SuperAger brains had three times fewer tau tangles, or abnormal formations of protein within nerve cells, than the brains of cognitively healthy controls, the study also found. Tau tangles are a hallmark sign of Alzheimer’s and other dementias.
“We believe that larger neurons in the entorhinal cortex suggest that they are more ‘structurally sound’ and can perhaps withstand neurofibrillary tau tangle formation,” Gefen said.
Gefen also found the brains of SuperAgers had many more von economo neurons, a rare type of brain cell, which so far has been found in humans, great apes, elephants, whales, dolphins and songbirds. The corkscrewlike von economo neurons are thought to allow rapid communication across the brain. Another theory is that the neurons give humans and great apes an intuitive advantage in social situations.
The von economo neurons were found in the anterior cingulate cortex, which forms a collar in the front of the brain linking the cognitive, reasoning side with the emotional, feeling side. The anterior cingulate is thought to be important for regulating emotions and paying attention — another key to good memory. Taken together, these discoveries appear to point to a genetic link to becoming a SuperAger, Gefen said. However, she added: “The only way to confirm whether SuperAgers are born with larger entorhinal neurons would be to measure these neurons from birth until death. That obviously isn’t possible.”

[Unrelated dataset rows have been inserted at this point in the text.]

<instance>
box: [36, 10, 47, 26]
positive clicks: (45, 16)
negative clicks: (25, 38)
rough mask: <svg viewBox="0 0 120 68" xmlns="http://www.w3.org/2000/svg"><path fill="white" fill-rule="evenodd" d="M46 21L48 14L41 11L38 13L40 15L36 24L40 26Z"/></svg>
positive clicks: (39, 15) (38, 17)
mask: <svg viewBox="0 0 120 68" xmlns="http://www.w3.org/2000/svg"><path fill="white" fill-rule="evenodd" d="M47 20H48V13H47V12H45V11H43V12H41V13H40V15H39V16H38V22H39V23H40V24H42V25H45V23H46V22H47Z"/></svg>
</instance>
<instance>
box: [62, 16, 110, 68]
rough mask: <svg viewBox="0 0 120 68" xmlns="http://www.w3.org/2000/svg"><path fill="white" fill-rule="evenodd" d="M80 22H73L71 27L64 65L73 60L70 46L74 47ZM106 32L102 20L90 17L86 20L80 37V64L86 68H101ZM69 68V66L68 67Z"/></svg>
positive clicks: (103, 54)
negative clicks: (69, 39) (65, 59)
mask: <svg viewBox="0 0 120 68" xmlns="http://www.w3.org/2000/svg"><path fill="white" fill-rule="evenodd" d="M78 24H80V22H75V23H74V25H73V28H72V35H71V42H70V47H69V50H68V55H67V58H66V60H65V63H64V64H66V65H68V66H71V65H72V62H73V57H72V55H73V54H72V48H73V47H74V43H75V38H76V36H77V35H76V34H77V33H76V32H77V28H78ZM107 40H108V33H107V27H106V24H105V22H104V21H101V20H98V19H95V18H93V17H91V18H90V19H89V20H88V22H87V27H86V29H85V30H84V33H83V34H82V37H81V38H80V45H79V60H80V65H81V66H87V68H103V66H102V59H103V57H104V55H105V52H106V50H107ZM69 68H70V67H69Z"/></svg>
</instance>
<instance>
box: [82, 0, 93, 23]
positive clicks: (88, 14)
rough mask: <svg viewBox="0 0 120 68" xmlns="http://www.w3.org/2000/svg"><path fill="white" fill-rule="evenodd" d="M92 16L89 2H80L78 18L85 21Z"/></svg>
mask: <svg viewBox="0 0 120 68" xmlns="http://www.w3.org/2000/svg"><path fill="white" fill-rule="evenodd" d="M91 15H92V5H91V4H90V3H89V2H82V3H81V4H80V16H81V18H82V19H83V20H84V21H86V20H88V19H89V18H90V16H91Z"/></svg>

Can environment play a role? environment play a SuperAgers share similar traits, said Rogalski, who is also the associate director of the Mesulam Center for Cognitive Neurology and Alzheimer Disease at Feinberg. These folks stay active physically. They tend to be positive. They challenge their brain every day, reading or learning something new — many continue to work into their 80s. SuperAgers are also social butterflies, surrounded by family and friends, and can often be found volunteering in the community.
“When we compare SuperAgers to normal agers we see that they tend to endorse more positive relations with others,” Rogalski said.
“This social connectedness may be a feature of SuperAgers that distinguishes them from those who are still doing well but who are what we would call an average or normal ager,” she said.
Looking back at her life, Carol Siegler recognizes many SuperAger traits. As a young child during the Great Depression, she taught herself to spell and play piano. She learned to read Hebrew at her grandfather’s knee, poring over his weekly Yiddish newspaper.
“I have a great memory. I’ve always had it,” Siegler said. “I was always the kid that you could say, ‘Hey, what’s Sofia’s phone number?’ and I would just know it off the top of my head.”
She graduated from high school at 16 and immediately went to college. Siegler got her pilot’s license at age 23 and later started a family business in her basement that grew to have 100 employees. At 82, she won the American Crossword Puzzle Tournament for her age group, which she said she entered “as a gag.” After seeing an advertisement for the SuperAger program on television, Siegler thought it too sounded like fun. Being chosen as a SuperAger was a thrill, Siegler said, but she is aware she was born lucky.
“Somebody with the same abilities or talents as a SuperAger who lived in a place where there was very little way to express them, might never know that he or she had them,” she said. “And that is a true shame.”